John was born in Peckham, London, in 1935 and was raised there during the Second World War. He won a scholarship to Alleyn’s School in Dulwich, where his musical ability was nurtured and developed. He was given the opportunity to try different brass instruments and was encouraged by his mentor, Alan Cave, to take up the trombone and in time joined the London Schools’ Symphony Orchestra. John always said he owed everything to Alan Cave.

In fact, John was a trombonist in the inaugural LSSO under Dr Leslie Russell. After an experimental first course in the Royal College of Music, John played in the Orchestra’s first real course at Christmas 1951, playing in its first public concert in the Royal Festival Hall on the 8 January 1952.

John went on to become one of this country’s finest trombone players. He left school at the age of seventeen and was awarded a scholarship to Trinity College of Music, where he studied with Geoffrey Lindon. As an alternative to being drafted into the forces for two years’ National Service, John elected to spend three years playing in the Grenadier Guards’ band and then returned to Trinity College of Music to complete his studies.

After finishing at Trinity, John established a successful freelance career, frequently alongside his life-long friend Roger Brenner, playing with many companies including the Festival Ballet Company, various BBC Orchestras, the London Mozart Players, many London orchestras, as well as select West End shows. John was also a member of the Orchestra of St.
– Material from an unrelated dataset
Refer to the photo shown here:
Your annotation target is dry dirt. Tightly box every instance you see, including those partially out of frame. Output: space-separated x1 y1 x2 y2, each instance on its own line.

John’s Smith Square and the City of London Sinfonia.

In 1964 he joined the Royal Opera House Orchestra in Covent Garden under the conductorship of Georg Solti. He also became a visiting music teacher at Dulwich College where he taught for many years. After six years with the Opera House John left and moved to the Inner London Education Authority’s Centre for Young Musicians, as Head of Brass, with his friend and colleague Mike Hinton. He had a distinguished teaching, coaching and leadership career spanning some 40 years within the ILEA, the Centre for Young Musicians (CYM) and the London Schools Symphony Orchestra (LSSO). John, together with the late and much lamented Mike, nurtured a ‘who’s who’ of young talented brass players in a system born in the ILEA which so many Music Services and systems subsequently emulated.

John was appointed Brass Organiser with Mike in the ILEA’s Music Service, and joined CYM at its inception in 1970. He continued teaching at CYM after the abolition of the unitary authority in 1990 until his retirement in July 2015. John was also a Chamber Music Coach and Professor of Trombone at Trinity College – now Trinity Laban. When the ILEA was abolished in 1990, John continued his links with Trinity College of Music as a Professor, teaching trombone and brass ensembles; he examined for Trinity College and for the Guildhall School of Music.

John was elected to numerous MU committees and freely gave of his time not only to undertake invaluable work on behalf the Union’s London Region, but he also became a member of the Executive Committee where his knowledge, experience, wisdom and commitment to his fellow musicians made a marked impression on the work of the Union. And it was not just his experience of teaching and orchestral playing that proved invaluable, but also his passion and commitment to equality issues and the general well-being of his colleagues.

John was a Governor of the Royal Society of Musicians until 2014 and took his responsibilities extremely seriously by working tirelessly on behalf of musicians who were experiencing difficulties through ill health and family tragedy and who found it difficult to earn a living from making music. He single-handedly recruited many musicians into membership of the Society and did all that he could to maintain its relevance and to secure its future.

John was a man of integrity, a true believer in social justice and a tireless supporter of his fellow musicians. He was described by friends and fellow musicians as ‘kind and caring’, ‘straight up and down’, ‘a lovely generous man’, a man of ‘wisdom, encouragement and sense of humour’, and of ‘dignity, integrity and warmth.’

Fittingly, John’s funeral on 20 February in Beckenham was closed by a brass quintet of John’s former students (led by Matthew Hart-Dyke), playing John’s own arrangement of Henry Mancini’s ‘Pink Panther Theme.’